The documentation should include a promissory note with your signature and an affidavit with paperwork showing how your loan was transferred from the original lender to the trust suing you. You can also use the statute of limitations as a defense if it’s been years since you’ve made a payment or never paid the loan.
NCSLT loans have a statute of limitations, with lengths varying from state to state. The statute of limitations when collecting a student loan debt refers to how long a creditor has to sue for repayment. If the statute of limitations ends, a creditor can’t sue you. But if it does, you can ask the court to dismiss the lawsuit because the time to sue you has passed. The debt is stale.
But that doesn’t mean your student loans disappear. NCSLT may still try to collect the debt, but it won’t use the court system to do so.
Step 3 – Get a resolution. If the judge doesn’t dismiss the case, try to negotiate a settlement for less than you owe. The settlement can be a lump sum payment, a series of monthly payments, or a combination of the two.
If NCSLT sues you, and the statute of limitations has ended, you may be able to sue them for violating the Fair Debt Collection Practices Act, which could lead to the loan being dismissed and you getting awarded damages and attorney fees.
If NCSLT is garnishing you
NCSLT can garnish your wages only after it sues you and gets a judgment from the court saying you owe it money. The court order lets it send a garnishment notice to your job directing your employer to send it some of your pay. In some states, that order may also let it take money from your bank account and put a lien on your home.
Your options are limited to stopping a garnishment from NCSLT. You can:
Negotiate a lump-sum settlement. The creditor law firm that sued you may be willing to stop the garnishment if you offer a lump-sum student loan payoff that can be paid right away. You’ll usually need to offer at least 40% of the outstanding balance. If you’re unsure who to call, check the garnishment notice sent to your employer. The notice will list the collection agency.
File bankruptcy. Bankruptcy won’t get rid of the loan automatically, but it will stop the garnishment immediately. To wipe out the debt, you’ll need to file a lawsuit in your bankruptcy case called an adversary proceeding. Not every lawyer handles these types of cases. You may need to hire a student loan bankruptcy lawyer. You can click here to learn how to prove undue hardship for student loans.
File a motion to set aside the judgment. NCSLT wins many of the lawsuits it files because the borrower doesn’t come to court, and it gets a default judgment, according to the New York Times.
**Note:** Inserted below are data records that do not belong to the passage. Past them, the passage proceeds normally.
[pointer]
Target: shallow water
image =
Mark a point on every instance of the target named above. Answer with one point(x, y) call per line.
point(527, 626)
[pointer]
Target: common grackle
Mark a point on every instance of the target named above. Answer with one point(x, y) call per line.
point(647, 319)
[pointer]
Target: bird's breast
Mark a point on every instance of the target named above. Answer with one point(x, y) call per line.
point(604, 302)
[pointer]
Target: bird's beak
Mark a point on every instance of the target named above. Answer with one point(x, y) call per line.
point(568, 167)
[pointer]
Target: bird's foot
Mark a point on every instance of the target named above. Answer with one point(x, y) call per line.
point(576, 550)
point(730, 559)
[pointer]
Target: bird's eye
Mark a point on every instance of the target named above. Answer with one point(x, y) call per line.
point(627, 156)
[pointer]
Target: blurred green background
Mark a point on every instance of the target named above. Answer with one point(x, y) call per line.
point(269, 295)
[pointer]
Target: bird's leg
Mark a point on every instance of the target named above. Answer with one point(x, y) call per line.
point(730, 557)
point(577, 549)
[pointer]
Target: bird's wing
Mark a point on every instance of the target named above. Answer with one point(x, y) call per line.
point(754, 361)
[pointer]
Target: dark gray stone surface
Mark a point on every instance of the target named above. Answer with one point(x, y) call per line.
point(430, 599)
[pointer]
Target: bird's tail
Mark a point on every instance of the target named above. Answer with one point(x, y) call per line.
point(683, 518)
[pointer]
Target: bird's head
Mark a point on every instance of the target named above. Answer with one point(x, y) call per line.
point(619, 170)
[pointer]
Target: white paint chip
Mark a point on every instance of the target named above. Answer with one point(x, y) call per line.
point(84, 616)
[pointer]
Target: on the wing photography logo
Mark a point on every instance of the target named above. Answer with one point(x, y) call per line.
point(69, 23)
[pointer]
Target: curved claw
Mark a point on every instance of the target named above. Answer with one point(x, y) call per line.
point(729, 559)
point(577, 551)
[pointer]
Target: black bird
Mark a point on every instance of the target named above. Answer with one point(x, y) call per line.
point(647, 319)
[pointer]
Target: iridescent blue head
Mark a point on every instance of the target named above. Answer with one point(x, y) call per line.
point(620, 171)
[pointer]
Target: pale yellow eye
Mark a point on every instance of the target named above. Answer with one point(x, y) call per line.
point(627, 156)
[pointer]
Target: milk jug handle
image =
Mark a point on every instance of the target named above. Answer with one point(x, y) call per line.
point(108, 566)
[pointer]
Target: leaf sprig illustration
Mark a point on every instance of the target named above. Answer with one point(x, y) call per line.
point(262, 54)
If you don’t remember being sued, you may be able to ask the judge to get rid of the judgment and let you defend yourself. Contact a consumer rights attorney near you for help.
How to Contact NCSLT
NCSLT contact number:
TransWorld Systems contact number: 1-800-825-6523.
NCSLT address for legal service: ℅ Wilmington Trust, Rodney Square North, 1100 N Market, Wilmington, Delaware 19890-0001.
Relationship of National Collegiate Student Loan Trust participants.
Original lenders — the banks that gave the loans to student borrowers and their co-signers.
Depositor — the National Collegiate Funding LLC.
Trust — the entities the loans were deposited into.
Investors — the people who receive distributions after borrowers repay the trusts.
Servicers — the businesses that handled the collections of private loans. The servicers included US Bank, PHEAA, American Education Services, and Transworld Systems Inc.
Guarantor — the company that pays off the loan when a borrower defaults on the loan. The Education Resources Institute (TERI) was the guarantor for NCT loans.
Who owns the National Collegiate Student Loan Trusts?
The New York Times has identified Donald Uteritz’s private equity firm, Vantage Capital Group, as the beneficial owner of the trusts. Vantage Capital is entitled to receive any money remaining after noteholders of the promissory notes are paid.